As a business we spend significant time in schools and other education establishments, the main thrust of which is to change perceptions. We have a relatively small number of senior women, particularly in those STEM related areas in the business and therefore, there aren’t really that many role models. Availability of role models is fairly critical to enabling further attraction and equally importantly ensuring the progression of females in this male dominated work. So I still think there’s quite a long way to go and a culture shift may be needed to change that internal environment.
- What more do you think needs to be done to dispel the cultural barriers that prevent women from choosing certain careers? How do we go about changing cultures that still to this day exclude women and minority groups from certain sectors?
Whilst I’m very reluctant to recommend positive discrimination, I do on reflection think that some forcing of discipline to consider gender and ethnicity through talent management and succession planning is essential. I’ve never worked in an environment where positive discrimination has been recommended. I have however worked in an environment where in every discussion around high potential individuals within a business and the tracing of their careers there’s always been a reflection each stage on,“so how are the women doing?” “How are we doing from an ethnicity perspective?” It’s not changed necessarily any decisions but it has meant that people are forced into that discipline. If any of those individuals were lost along the way actions would be put in place to understand what had happened and what could be done to address the issue. I think forcing that discipline does mean you are actively tackling issues as they arise. Having male leaders who are visible and actively sponsoring is helpful, perhaps essential.

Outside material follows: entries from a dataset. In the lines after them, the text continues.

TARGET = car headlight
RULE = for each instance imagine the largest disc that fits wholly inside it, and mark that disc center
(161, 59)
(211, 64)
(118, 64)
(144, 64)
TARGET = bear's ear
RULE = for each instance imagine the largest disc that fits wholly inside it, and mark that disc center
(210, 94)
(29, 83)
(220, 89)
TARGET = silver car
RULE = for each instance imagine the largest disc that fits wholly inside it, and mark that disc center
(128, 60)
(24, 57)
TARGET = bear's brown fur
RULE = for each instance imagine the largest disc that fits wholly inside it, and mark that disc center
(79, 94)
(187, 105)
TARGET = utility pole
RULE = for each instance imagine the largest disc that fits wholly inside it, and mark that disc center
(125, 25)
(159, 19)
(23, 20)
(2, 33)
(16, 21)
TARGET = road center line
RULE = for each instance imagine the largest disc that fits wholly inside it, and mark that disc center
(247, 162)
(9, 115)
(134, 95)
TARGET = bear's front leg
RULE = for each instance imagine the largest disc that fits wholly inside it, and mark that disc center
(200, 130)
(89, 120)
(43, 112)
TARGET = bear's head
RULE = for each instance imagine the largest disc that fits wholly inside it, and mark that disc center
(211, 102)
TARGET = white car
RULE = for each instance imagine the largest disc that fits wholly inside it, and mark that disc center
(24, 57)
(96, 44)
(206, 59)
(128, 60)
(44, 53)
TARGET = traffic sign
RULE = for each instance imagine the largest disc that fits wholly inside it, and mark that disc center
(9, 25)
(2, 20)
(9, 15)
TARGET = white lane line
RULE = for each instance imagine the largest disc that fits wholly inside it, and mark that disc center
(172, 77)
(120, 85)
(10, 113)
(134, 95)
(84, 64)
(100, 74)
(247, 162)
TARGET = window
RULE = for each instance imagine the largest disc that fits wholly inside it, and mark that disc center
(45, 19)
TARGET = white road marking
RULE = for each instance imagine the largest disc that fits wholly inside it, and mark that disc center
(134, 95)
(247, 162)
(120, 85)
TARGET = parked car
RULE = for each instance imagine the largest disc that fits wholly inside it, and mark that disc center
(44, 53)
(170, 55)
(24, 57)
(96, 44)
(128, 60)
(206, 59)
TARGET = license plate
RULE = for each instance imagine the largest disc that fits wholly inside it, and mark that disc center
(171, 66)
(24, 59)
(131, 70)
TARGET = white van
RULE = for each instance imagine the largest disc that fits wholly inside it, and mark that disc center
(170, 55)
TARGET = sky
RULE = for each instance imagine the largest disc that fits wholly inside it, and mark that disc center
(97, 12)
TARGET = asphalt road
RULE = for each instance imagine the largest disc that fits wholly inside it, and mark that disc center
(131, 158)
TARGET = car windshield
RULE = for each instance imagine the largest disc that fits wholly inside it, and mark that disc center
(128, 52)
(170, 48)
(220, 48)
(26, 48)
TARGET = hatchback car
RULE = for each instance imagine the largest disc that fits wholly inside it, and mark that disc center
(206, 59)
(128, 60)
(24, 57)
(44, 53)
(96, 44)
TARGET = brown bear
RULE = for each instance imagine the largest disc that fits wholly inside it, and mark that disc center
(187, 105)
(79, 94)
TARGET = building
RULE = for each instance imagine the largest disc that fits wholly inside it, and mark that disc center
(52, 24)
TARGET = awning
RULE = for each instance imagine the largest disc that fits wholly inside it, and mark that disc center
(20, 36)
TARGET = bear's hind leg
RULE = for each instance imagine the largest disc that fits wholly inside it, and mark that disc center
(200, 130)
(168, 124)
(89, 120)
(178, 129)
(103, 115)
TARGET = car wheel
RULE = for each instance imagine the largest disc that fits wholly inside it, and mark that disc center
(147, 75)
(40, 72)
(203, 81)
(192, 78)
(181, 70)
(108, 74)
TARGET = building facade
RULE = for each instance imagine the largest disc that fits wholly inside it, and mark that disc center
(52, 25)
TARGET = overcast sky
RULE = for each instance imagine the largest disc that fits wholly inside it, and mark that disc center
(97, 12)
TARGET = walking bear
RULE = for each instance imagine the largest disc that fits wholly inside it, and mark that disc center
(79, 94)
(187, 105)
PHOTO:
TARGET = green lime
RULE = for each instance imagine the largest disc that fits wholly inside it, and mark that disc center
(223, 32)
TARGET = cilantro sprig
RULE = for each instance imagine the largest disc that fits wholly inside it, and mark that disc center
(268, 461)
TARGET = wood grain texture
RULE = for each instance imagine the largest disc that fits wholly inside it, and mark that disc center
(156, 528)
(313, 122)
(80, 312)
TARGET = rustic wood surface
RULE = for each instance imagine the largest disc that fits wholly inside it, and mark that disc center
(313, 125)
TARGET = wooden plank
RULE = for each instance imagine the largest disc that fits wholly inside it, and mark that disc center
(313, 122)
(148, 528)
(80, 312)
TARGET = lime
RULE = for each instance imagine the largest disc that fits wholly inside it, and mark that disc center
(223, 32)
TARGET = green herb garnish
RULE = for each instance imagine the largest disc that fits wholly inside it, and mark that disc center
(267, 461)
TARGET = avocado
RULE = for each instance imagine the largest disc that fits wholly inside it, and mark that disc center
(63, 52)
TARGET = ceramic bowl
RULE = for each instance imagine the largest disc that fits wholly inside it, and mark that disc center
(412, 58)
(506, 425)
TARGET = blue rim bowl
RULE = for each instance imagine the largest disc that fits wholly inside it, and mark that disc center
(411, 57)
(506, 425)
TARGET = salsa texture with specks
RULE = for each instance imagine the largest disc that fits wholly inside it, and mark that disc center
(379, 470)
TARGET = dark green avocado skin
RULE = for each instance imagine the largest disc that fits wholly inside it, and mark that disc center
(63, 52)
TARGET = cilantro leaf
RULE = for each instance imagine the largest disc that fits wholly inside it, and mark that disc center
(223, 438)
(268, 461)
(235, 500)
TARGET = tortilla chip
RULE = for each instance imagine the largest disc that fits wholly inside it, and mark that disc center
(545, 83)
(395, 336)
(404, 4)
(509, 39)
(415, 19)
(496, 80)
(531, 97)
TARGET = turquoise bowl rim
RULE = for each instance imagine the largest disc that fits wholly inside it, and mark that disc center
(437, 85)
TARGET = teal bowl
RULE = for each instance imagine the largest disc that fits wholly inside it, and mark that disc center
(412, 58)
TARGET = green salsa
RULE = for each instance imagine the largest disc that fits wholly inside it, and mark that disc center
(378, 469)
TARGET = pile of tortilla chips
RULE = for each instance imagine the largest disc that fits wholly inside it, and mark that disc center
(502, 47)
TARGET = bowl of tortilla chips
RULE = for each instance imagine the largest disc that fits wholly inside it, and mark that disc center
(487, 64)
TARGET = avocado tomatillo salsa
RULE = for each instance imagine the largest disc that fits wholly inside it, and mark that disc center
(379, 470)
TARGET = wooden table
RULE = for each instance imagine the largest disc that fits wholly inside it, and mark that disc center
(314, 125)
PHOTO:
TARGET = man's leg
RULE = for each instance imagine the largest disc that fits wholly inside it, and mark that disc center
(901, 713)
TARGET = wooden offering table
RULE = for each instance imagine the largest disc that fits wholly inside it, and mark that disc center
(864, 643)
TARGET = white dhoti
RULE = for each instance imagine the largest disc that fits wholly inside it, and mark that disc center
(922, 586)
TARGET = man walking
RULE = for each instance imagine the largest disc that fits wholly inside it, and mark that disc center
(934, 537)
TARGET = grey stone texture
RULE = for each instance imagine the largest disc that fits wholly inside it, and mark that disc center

- You’re a native Cumbrian and vice chair of the Cumbrian LEP. Do you think tackling gender equality is different in rural areas from urban and city areas? Or are the problems the same just on a different magnitude?
Are there any differences? I think at the end of the day, no. The issues are the same. In a more rural area, like Cumbria – particularly with larger businesses, they tend to lead the community. In a city environment it seems the community is placing demands on business. I would like to say; despite this we do have a wealth of immensely talented young women coming through both in the public sector and particularly the SME sector within Cumbria. I think it’s about time. I’m trying to encourage more of these women to take up some of the community leader roles, previously and traditionally seen as male roles. For a significant amount of my time on Cumbria LEP, I’ve been the only woman sat there and I’m still the only woman representing business. I would love to encourage more of these emerging female leaders to jump in and help out in these forums.
- So last month we heard that horrible story around the President’s Club. What were your thoughts when you first heard about that in the news?
That’s one of the examples I was alluding to earlier. We think we’ve made massive strides but you see something like that and you think, “crikey, have we really made much difference at all?” But then I do think its important to get thebalance right, – clearly the whole profession is riddled with inappropriate behaviour, but nonetheless some of those women have managed to succeed without getting embroiled in that and I think its important that we focus on that positive message.